The "easy" part may be a bit of an exaggeration, because nothing seemed to come easy for Grant as he took the first full 16-game pounding of his career, with 312 carries, the fourth-most in one season for any Green Bay back.
But, in the midst of some outside criticism that the Packers may have overpaid for a player who was a feature back for barely more than half a season in 2007, Grant is the first to admit he didn't get as much out of those 312 carries as he should have.
In analyzing his season, there are essentially two areas where Grant left those extra 200 or 300 yards on the field he thought he should have had. Those areas were big plays and early-season production.
Grant nearly cracked 1,000 yards in just nine games as the primary back in 2007 largely because of his big-play prowess. He broke off 11 runs of 20 yards-or-more in those nine regular-season games, and added four more in his 201-yard playoff performance against Seattle, for a total of 15 in 228 rushes.
But in 2008, Grant gained 20 yards-or-more on just six of his 312 carries, and he had just four until the regular-season finale against Detroit, when he added two more. After a 57-yard run in the fourth quarter of the season opener against Minnesota, Grant went eight straight games without a run of 20-plus, finally getting another on his second carry in Week 11 against Chicago, when he went on to a season-high 145-yard day.
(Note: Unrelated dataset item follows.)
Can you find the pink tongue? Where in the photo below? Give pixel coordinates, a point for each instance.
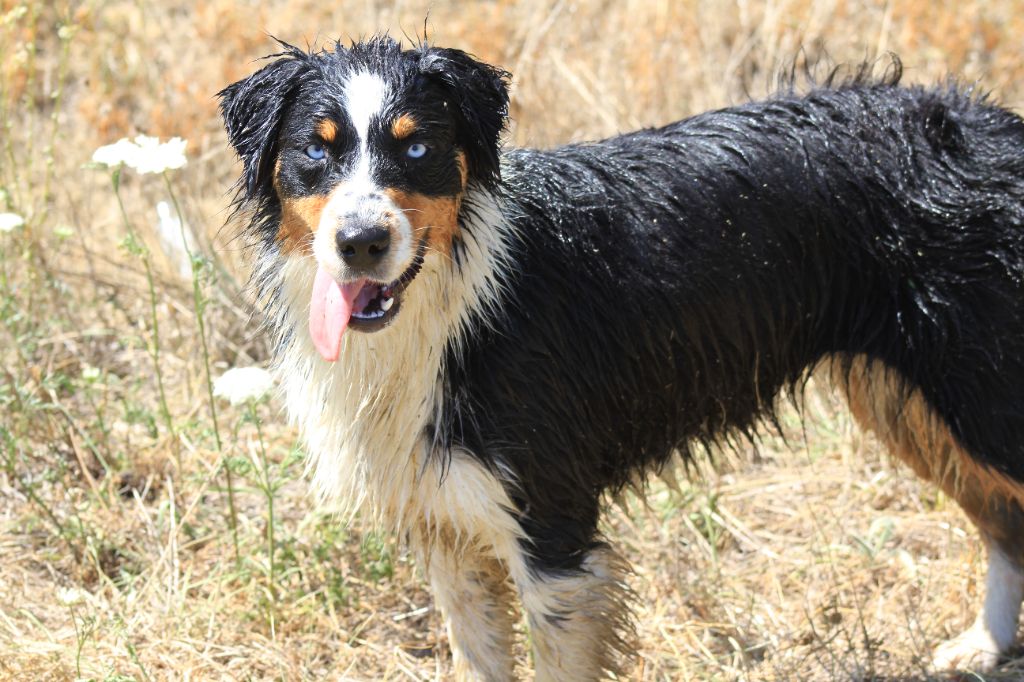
(330, 310)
Head Coach Mike McCarthy, offensive coordinator Joe Philbin and running backs coach Edgar Bennett all have said the lack of long runs was not all on Grant. But he didn't break as many tackles nor make as many second-level defenders miss as he did the previous year, and Grant plans to regain that kind of explosiveness and elusiveness for next season.
"They hold me to a certain standard, and nobody is going to be harder on themselves than I will," Grant said. "The evaluation process has already begun, and we have to do more. I have to do more."
Grant also would have a much better chance of posting that 1,400- or 1,500-yard season if he's able to start the season stronger.
Contract negotiations kept him off the field for all of the organized team activities (OTAs) last spring, and when he did return to the field with his new deal early in training camp, he injured his hamstring. The recovery was slow, and even though Grant didn't miss any regular-season games, the change in his production once he had a "training camp" under his belt was notable.
Through the season's first six games, while still battling the hamstring, Grant rushed for just 59.8 yards per game and 3.4 yards per carry. Then, beginning with his first 100-yard game in Week 7 against Indianapolis, he averaged 84.4 yards per game and 4.1 yards per carry the rest of the season.
"I think it took him a while needless to say to work his way back into football shape, to get comfortable with those reads, get the timing, getting hit again, all those things," Philbin said. "The second half of the season he kind of got back to where he was."
How much of the slow start could be attributed to the hamstring injury versus the lack of practice time in the offseason and training camp is impossible to distinguish, because the two issues became inextricably related in early August.
But there's no doubt the Packers feel having Grant healthy and available for an entire offseason and training camp will benefit his and the offense's output.
"I think that's going to help," Philbin said. "For a guy that played half a year and wasn't part of an OTA or a training camp (here) before, I think it's very important. Obviously as a coach we're of the opinion that practice is valuable, and I think getting him here in March, getting him here for all the IPWs (individual position workouts), all the OTAs, all the camps, you gotta believe that's going to make him a better player."
And that's what Grant expects to become in 2009, a better player. One who isn't lamenting the couple of hundred yards he left on the field, and one whose 1,400- or 1,500-yard season is a reality, not a missed opportunity.
"It's feasible, and if I felt it was a crazy standard, it wouldn't be the standard," Grant said. "But I think everybody in this locker room including the coaches, including 'EB', know what I'm capable of and know what we are as an offense.
"More consistency, more leadership. To be that guy, just more."